Олег Дмитриевич улыбался, слушая ровную текучую речь Захара Куприяновича, его полунасмешливые советы по части выбора половины и все время пытался представить своего отца на месте лесника. Ничего из этого не выходило. Тот застенчивый, потерянный вроде бы в жизни, чем-то напоминающий чеховского интеллигентного чиновника, хотя вечный работяга сам и произошел из рабочей семьи. Говорят: баба за мужиком. А у его родителей все получилось наоборот. Пока мать жила — и отец как отец был, хозяин дома, глава, что ли. Но перед самой войной свернула тяжкая болезнь полнощекую, бегучую, резвую мать и унесла ее в какой-то месяц-два в могилу, и сразу отец сиротой стал, Олег и подавно.
До десяти лет, пока отец с войны не возвратился, Олег воспитывался у тети Ксаны. И устал. Устал от ее правильности, нерусской какой-то правильности, от сознания места, какое он занимал в чужой семье.
Было у тетки еще двое детей — дочь и сын. И все, что делалось или покупалось для них, делалось и покупалось для него. Но только яблоко ему почему-то попадалось с червяком, штаны заплатанные, ботинки поношенные, тарелка за столом в последнюю очередь… Ему все время давали почувствовать — чье он ест и пьет. И он не забывал об этом. Если поливал огород — не считал за труд принести лишнюю бадью воды, если чистил свинарник — выскабливал его до желтизны, если рвал рубаху — дрожал осиновым листом; разбитое стекло спешил сам и застеклить, хотя тетя Ксана никогда его не била, а своих лупцевала походя, и они с неприязнью, порой и враждебностью относились к сводному брату, вредили ему чем могли. Тетушка, горюнясь лицом, часто повторяла: «Олежек, тебе полагается быть поскромнее да потише. Ласковый теленок две матки сосет, грубой — ни одной…»
И это было хуже побоев.
Как же он был счастлив, когда вернулся с войны отец. Униженно выслушав тетю Ксану и униженно же отблагодарив ее старомодным поклоном за все, что она сделала для сына, отец отремонтировал хлев, покрыл заново крышу на домине тетушки, подладил мебель, переложил печь, из старого теса выстрогал «гардероп» — и не взял, к радости Олега, никаких денег за это и ничего из шмуток, «заведенных сиротке». Он взял сына за руку и увел его с собою.

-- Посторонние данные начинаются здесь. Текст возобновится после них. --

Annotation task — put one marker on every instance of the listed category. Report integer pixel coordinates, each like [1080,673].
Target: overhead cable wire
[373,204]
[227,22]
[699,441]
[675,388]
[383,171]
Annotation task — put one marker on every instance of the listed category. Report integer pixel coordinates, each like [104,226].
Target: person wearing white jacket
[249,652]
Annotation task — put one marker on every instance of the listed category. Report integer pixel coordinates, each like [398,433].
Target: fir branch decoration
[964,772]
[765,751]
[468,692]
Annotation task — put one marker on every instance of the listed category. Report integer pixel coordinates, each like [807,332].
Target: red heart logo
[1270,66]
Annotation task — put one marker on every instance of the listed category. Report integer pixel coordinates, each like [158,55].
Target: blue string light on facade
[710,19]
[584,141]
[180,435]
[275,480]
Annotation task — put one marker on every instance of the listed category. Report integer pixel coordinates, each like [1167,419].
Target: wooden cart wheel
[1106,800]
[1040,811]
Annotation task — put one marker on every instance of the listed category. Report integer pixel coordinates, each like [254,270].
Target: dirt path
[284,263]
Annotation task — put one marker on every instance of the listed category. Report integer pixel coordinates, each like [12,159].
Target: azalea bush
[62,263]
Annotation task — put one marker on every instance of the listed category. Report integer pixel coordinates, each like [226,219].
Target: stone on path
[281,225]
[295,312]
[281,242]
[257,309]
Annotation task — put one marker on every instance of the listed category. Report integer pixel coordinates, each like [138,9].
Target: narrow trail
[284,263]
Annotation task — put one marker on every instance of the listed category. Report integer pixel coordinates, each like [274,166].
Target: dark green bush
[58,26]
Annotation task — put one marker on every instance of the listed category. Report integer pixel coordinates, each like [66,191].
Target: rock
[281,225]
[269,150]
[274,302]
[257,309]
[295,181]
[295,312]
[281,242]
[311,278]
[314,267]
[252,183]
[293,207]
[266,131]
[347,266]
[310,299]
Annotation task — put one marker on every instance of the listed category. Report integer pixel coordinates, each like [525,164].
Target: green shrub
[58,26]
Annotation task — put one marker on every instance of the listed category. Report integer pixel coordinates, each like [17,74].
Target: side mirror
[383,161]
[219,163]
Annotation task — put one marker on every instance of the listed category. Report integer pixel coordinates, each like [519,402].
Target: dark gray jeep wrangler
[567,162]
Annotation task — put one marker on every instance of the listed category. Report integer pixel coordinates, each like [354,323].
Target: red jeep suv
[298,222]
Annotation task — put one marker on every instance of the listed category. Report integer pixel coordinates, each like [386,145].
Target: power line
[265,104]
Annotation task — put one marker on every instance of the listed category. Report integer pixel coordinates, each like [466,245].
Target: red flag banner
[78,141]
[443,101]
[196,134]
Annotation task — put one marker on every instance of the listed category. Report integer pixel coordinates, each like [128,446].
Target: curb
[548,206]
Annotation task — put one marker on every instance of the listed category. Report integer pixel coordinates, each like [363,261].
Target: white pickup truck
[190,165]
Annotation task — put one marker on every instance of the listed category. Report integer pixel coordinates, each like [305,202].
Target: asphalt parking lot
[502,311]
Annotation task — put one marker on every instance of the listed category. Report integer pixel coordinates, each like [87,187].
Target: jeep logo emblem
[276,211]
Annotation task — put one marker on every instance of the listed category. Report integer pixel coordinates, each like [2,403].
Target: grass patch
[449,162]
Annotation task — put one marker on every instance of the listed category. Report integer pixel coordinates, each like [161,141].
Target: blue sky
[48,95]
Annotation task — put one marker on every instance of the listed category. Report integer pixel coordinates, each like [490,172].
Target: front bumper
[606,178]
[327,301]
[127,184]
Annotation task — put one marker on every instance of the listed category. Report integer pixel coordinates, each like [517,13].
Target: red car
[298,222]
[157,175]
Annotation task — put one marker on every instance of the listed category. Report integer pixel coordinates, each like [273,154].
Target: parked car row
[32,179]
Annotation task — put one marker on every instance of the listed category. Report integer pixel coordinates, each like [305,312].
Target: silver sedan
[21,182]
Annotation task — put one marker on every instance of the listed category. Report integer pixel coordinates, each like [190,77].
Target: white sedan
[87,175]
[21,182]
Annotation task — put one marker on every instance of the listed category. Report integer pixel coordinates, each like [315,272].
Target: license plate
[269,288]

Отец по профессии столяр-краснодеревщик, и поселились они жить в узенькой комнатке при мебельном комбинате. После смерти матери тихоня-отец пристрастился к выпивке, а на войне еще больше втянулся в это дело. Олег привык к нему пьяненькому и любил его пьяненького, смущенного и доброго. Воля Олегу была полная — живи и учись как знаешь, обихаживай дом как умеешь. И Олег учился ни шатко, ни валко, дом вел так же, однако к самостоятельности привык рано. Отец чем дальше жил и работал, тем больше ударялся в домашний юмор, называл себя столяром-краснодырщиком, краснодальщиком, краснодарильщиком и еще как-то. На комбинате заработки после войны были худые, отец халтурил на дому: делал скамьи, табуретки, столы и коронную свою продукцию — «гардеропы». Приморский городишко и особенно окраинные его поселки были забиты отцовскими неуклюжими «гардеропами». В любом доме Олег натыкался на эти громоздкие сооружения, покрашенные вонючим, долго не сохнущим лаком. За «гардеропы» в дому их не переводилась еда, стирали им бабенки, изредка подбирали в комнате, где все пропахло лаком, стружками и рыбьим клеем.
Как хорошо, как дружно жили они с отцом! Один раз, один только раз отец наказал его. Олегу шел шестнадцатый год.